当前位置：网站首页>Deep learning series 45: overview of image restoration

Deep learning series 45: overview of image restoration

2022-06-25 08:07:00 【IE06】

From this issue , Will explore the field of image restoration papers and code . This time, I will read the overview first .
A big assumption of traditional methods is that we believe that we can find similar patch, But if there is no such thing outside the missing area patch, There is no way to correctly repair the image .

1 classic GAN Method

1.1 context encode：U-net generator

2016 Of the benchmark appearing in GAN Algorithm , The generator is a U Type network , The discriminator is a multilayer convolution network . Losses include pixel level reconstruction losses (L2) Counter loss with discriminator output .
Insert picture description here

1.2 MSNPS： Add a texture generator

2016 Year upgraded context encode, Its generator consists of two parts , Added convolution network for texture generation ：
Insert picture description here
above U Type networks are used to generate content , The loss function includes L2 Losses and counter losses .
The following convolution network is used to generate texture , And find the nearest neural network response outside the missing area to calculate the loss . The practice here is similar to style transfer , Transfer the style of the complete part to the lost part .

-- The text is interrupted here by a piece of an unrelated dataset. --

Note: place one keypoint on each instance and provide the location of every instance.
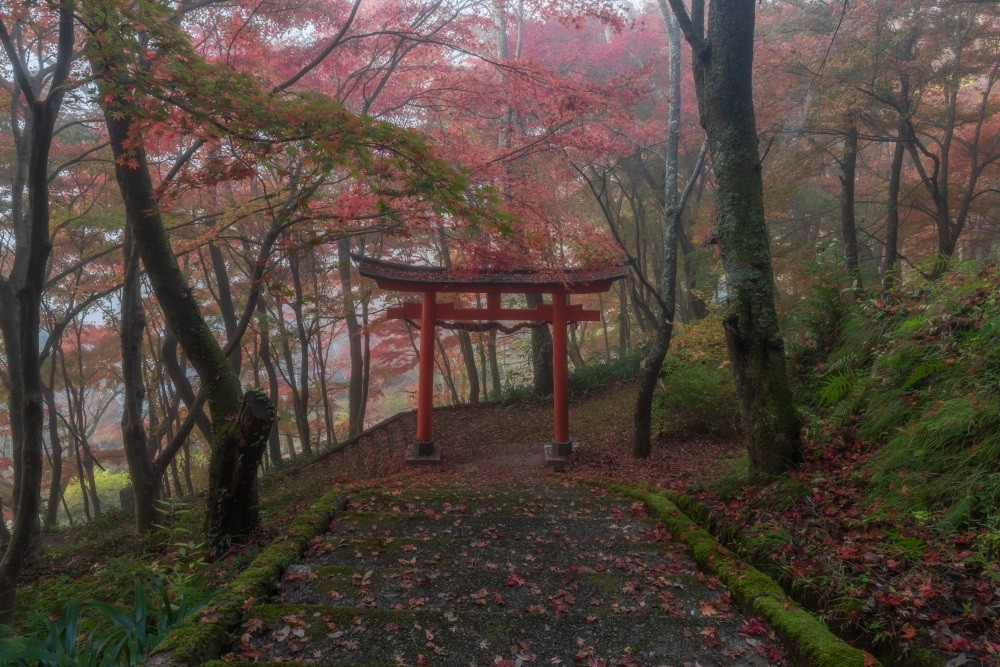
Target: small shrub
(698, 399)
(119, 638)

1.3 GLCIC： Add local discriminator

Insert picture description here
Here the generator uses dilation convolution to increase the receptive field .
Training is divided into 3 Step ：

generator L2 Loss , Be careful L2 The loss is calculated in the missing area .
Training discriminator
Generators plus counter losses , Alternate training with discriminator

The image post-processing adopts fast marching+ Poisson image blending

1.4 PGGAN： Add matrix discriminator

GLCIC Too dependent on predefined missing areas , However, the deformity in the actual scene is often unknown , Therefore, it still needs to be improved .
A typical GAN The output of the discriminator is 0 ~ 1 Single value of . This means that the discriminator will look at the entire image , Judge whether the image is true or false , We call it GlobalGAN. and PatchGAN The output of the discriminator is a matrix , Every element in this matrix is in 0 To 1 Between . Be careful , Each element represents a local area in the input image .
Combination of the two , be called PGGAN
Insert picture description here
The structure and GLCIC Very similar , The generation module is changed into the expansion residual network , In addition, the standard deconvolution is changed into interpolation convolution to eliminate artifacts .

1.5 shiftGAN：U-net The generator adds shift Connect

Insert picture description here
Add boot loss ： Between all the connected two layers, the encoding feature and the decoding feature L2 The sum of the losses .
add to shift Connect ： By shift operation , The network can effectively borrow the information given by the nearest neighbor outside the missing part , To improve the global semantic structure and local texture details of the generated part . Simply speaking , It is to provide a suitable reference to improve the estimation .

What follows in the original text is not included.